The Limited Engagement Letter and Legal Malpractice” —

  • “One hires an attorney to handle a case and expects that the attorney will handle the entire case at a level of good practice to which a competent attorney should adhere. No? Well not necessarily, as Attallah v Milbank, Tweed, Hadley & McCloy, LLP 2019 NY Slip Op 00583 [168 AD3d 1026] January 30, 2019 Appellate Division, Second Department tell us.”
  • “‘This engagement does not, however, encompass any form of litigation or, to the extent ethically prohibited in this circumstance, the threat of litigation, to resolve this matter. This engagement will end upon your re-admittance to the College or upon a determination by the attorneys working on this matter that no non-litigation mechanisms are available to assist you.

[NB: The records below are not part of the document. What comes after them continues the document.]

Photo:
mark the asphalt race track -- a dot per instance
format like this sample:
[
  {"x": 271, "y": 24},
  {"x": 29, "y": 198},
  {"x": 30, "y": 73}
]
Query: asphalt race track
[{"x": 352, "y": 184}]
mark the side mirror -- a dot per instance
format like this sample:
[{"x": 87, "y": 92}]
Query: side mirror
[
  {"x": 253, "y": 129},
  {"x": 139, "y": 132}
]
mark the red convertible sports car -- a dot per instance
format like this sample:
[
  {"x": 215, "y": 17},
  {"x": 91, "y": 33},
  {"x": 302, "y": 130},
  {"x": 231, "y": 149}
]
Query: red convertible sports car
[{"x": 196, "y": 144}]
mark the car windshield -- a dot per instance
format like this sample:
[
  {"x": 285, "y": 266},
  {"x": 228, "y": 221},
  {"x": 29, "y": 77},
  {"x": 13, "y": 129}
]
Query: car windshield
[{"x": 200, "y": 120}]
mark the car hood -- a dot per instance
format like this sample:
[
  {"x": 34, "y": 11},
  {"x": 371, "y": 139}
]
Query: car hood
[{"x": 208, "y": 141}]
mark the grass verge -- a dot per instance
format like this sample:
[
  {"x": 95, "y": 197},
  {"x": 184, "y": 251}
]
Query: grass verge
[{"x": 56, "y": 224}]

The scope of the engagement may not be expanded orally or by conduct; it may only be expanded by a writing signed by our Director of Public Service.'”

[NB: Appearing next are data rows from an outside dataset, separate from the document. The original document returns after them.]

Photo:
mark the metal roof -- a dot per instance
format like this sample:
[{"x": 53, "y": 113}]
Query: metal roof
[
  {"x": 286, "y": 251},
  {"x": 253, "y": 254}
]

  • “The letter of engagement conclusively demonstrated that there was no promise to negotiate. There was only a promise to investigate and consider whether there were any options possibly available to urge the school to reconsider the plaintiff’s expulsion. Anything else, including the defendant’s failure to commence litigation against the school and the defendant’s alleged rendering of legal advice regarding the efficacy of the plaintiff’s commencing a defamation action against others, was outside the scope of the letter of engagement.”

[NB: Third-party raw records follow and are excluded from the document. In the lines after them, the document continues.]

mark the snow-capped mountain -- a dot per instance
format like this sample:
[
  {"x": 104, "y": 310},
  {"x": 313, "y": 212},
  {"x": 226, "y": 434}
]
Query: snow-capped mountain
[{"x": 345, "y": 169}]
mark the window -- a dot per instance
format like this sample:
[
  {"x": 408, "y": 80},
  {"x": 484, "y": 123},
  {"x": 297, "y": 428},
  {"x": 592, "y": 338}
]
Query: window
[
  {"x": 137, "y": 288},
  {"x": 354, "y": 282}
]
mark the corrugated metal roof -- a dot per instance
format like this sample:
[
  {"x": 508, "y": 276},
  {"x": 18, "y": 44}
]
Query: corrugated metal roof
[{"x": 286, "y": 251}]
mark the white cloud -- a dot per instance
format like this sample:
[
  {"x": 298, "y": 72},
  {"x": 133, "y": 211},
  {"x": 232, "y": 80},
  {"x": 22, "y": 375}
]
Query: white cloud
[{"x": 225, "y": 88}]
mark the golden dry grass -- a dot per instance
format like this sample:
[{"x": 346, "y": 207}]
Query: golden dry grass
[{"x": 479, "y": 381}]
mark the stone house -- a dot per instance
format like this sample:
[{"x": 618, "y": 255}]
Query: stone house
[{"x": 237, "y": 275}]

  • After various facts played out and an unhappy client sued, said the Court: “‘An attorney may not be held liable for failing to act outside the scope of a retainer (see AmBase Corp. v Davis Polk & Wardwell, 8 NY3d 428 [2007]). Therefore, since the defendant’s alleged failure to negotiate with the school, its alleged failure to commence litigation against the school, and its alleged failure to properly advise the plaintiff on the efficacy of a defamation action against nonschool parties fell outside the scope of the parties’ letter of engagement, dismissal of the cause of action alleging legal malpractice was warranted, pursuant to CPLR 3211 (a) (1), on documentary evidence grounds.'”

Are Pre-Engagement Lawyer-Client Arbitration Agreements Enforceable?” —

  • Hypothetical: “A former client brought a legal malpractice claim against Bob… After he read the state-court complaint, Bob was pleased and even felt a little vindicated because he was certain the court would send the malpractice case to arbitration. Why? Because Bob’s carefully crafted engagement letter attached a document titled ‘Engagement Terms and Policies.'”
  • “That document included the following: ‘Any dispute, claim or controversy arising out of any fees, billing practices or this engagement shall be settled by binding arbitration before a single arbitrator in Philadelphia, in an arbitration that ABC Co. administers. The arbitrator’s decision shall be final and binding on the parties. Judgment on the award rendered by the arbitrator may be entered in any court having jurisdiction thereof.'”
  • “American Bar Association Formal Ethics Opinion 02–425 likewise states that ‘mandatory arbitration provisions are proper unless the retainer agreement insulates the lawyer from liability or limits the liability to which she otherwise would be exposed under common or statutory law.'”
  • “Courts that have considered whether to enforce a pre-attorney client relationship arbitration agreement, including Mackin Medical v. Lindquist & Vennum, 2018 Phila. Ct. Com. Pl. LEXIS 146 (C.P. Phila. Dec. 26, 2018), have put teeth into Explanatory Comment 14 of Rule 1.8. Not by vaguely pontificating that ‘the client be fully informed of the scope and effect of the arbitration agreement.’ But by identifying the requirements for an agreement that satisfies their concerns.”
  • “The result: a detailed road map for an enforceable pre-engagement lawyer-client arbitration agreement, which will allow the prospective client to make an informed decision regarding the proposed representation.”